Twenty-one Boston-area NHs.
Three hundred fifteen NH residents with advanced dementia and their HCPs.
Factor analysis was used to distinguish predeath grief and depression symptoms. Multivariate regression analyses identified factors associated with greater predeath grief measured on a 10-item summary scale of grief symptoms. Independent variables included sociodemographic information and health status of HCPs and residents, and depressive symptoms, physician communication, preparedness for death, and satisfaction with care of HCPs.
Predeath grief symptoms were distinct from depressive symptoms. The mean predeath grief scores was 15.0 ± 5.6 (range, 10–49), suggesting relatively low levels of overall grief. Yearning (i.e., separation distress) was the most frequently experienced grief symptom (sometimes, 27%; often, 18%; or always, 15%). Variables associated with greater predeath grief included HCPs whose primary language was not English, HCPs who lived with a resident before institutionalization, more depressive symptoms of HCPs, less satisfaction with care of HCPs, and younger resident age.
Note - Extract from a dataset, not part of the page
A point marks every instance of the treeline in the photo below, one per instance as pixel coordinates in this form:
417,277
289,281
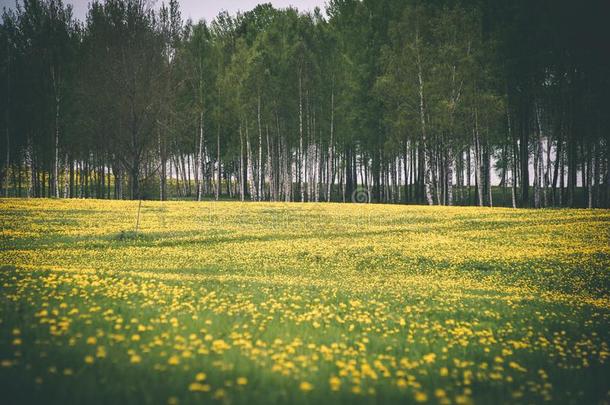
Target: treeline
394,101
Family members of NH residents with advanced dementia experience predeath grief symptoms, particularly separation distress. Predeath grief symptoms are associated with, but distinct from, those of depression. Several factors identified HCPs at higher risk for predeath grief and who may benefit from early interventions to reduce suffering.
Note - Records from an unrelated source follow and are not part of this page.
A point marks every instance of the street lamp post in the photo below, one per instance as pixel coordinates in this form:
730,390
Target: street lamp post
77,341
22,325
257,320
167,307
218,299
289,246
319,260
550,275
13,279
In 2000, an estimated 4.5 million Americans had dementia, and by 2030, this number is expected to exceed 13 million.1 In 2003, Alzheimer disease was listed as the fifth leading cause of death among Americans over 65 years. Surprisingly, little research has focused on the growing number of patients dying with dementia, in part, because of an under-recognition of dementia as a terminal illness.2 Accordingly, emerging data suggest that the end-of-life experience of these patients is not optimal.2
Caring for dying patients has a substantial emotional toll on family members.3 Almost all mental health research of dementia caregivers has been community based, despite the fact that approximately 70% of persons with dementia die in nursing homes (NHs).4 Health care proxies (HCPs), who are most often family members, are the decision-makers for these residents, although they do not provide direct care. Thus, the term “HCP,” rather than “caregiver,” is used in this article. Depression and anxiety among family members do not decline when dementia patients are admitted to NHs, although direct care-giving burdens are relieved.5 The reasons are not known; however, it is possible that new sources of emotional distress emerge for the family when their loved one is institutionalized (e.g., feelings of guilt, loss of control). Moreover, few NHs offer grief and bereavement support,6 underscoring the need to better understand and address the sources of burden experienced by the family members in this setting.
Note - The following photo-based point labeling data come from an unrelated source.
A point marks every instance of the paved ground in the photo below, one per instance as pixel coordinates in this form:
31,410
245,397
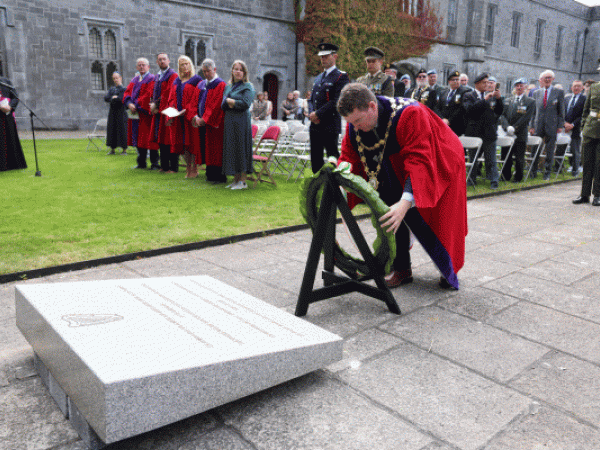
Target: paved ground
509,362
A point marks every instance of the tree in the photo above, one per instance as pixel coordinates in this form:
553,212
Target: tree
401,28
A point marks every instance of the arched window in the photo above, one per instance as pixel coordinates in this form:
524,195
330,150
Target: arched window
97,76
103,53
110,45
111,67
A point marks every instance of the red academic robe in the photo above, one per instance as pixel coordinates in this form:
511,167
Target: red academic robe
183,135
140,130
431,154
161,133
214,116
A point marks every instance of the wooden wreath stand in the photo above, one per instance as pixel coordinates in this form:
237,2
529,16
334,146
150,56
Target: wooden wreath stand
324,240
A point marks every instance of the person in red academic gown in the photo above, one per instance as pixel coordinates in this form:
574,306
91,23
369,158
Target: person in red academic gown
208,116
184,138
137,98
418,170
169,162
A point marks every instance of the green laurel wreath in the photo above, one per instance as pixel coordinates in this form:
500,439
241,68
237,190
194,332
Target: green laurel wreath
384,246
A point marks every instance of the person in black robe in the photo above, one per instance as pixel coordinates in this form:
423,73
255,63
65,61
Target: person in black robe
11,153
116,128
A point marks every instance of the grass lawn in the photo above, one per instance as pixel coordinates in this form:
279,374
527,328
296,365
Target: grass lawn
89,205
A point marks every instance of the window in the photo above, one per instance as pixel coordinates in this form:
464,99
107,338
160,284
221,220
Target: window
578,39
195,49
516,30
103,55
558,49
489,24
539,37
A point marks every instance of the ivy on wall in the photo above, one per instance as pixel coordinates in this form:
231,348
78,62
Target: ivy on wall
357,24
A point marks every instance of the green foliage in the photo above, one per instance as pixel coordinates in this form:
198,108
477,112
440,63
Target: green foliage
357,24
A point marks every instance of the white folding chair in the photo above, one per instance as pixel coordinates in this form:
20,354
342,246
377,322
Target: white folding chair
99,133
562,141
472,146
503,142
535,144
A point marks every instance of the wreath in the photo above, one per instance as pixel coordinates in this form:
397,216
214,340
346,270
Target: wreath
384,246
Family members of dementia patients experience multiple losses, sometimes referred to as “triple grief.”7 First, they grieve the loss of the patients’ personhood before their actual bodily death, which has been called “anticipatory grief” but will be referred to as “predeath grief” in this article. Next, the families experience loss at the time of NH admission. Finally, there is the loss experienced when the patient ultimately dies. Although the concept of dementia-related predeath grief is recognized,8–13 to our knowledge, its features and characteristics have not been described with empiric data.
Prior work has shown that grief symptoms are distinct from symptoms of depression among bereaved individuals suffering the death of cancer patients.14 This distinction is important to recognize because the clinical course,15 outcomes,16–20 and most notably, the treatment of grief-related symptoms and bereavement-related depression differ.21–23 This issue has not been studied with regards to pre-death grief and advanced dementia.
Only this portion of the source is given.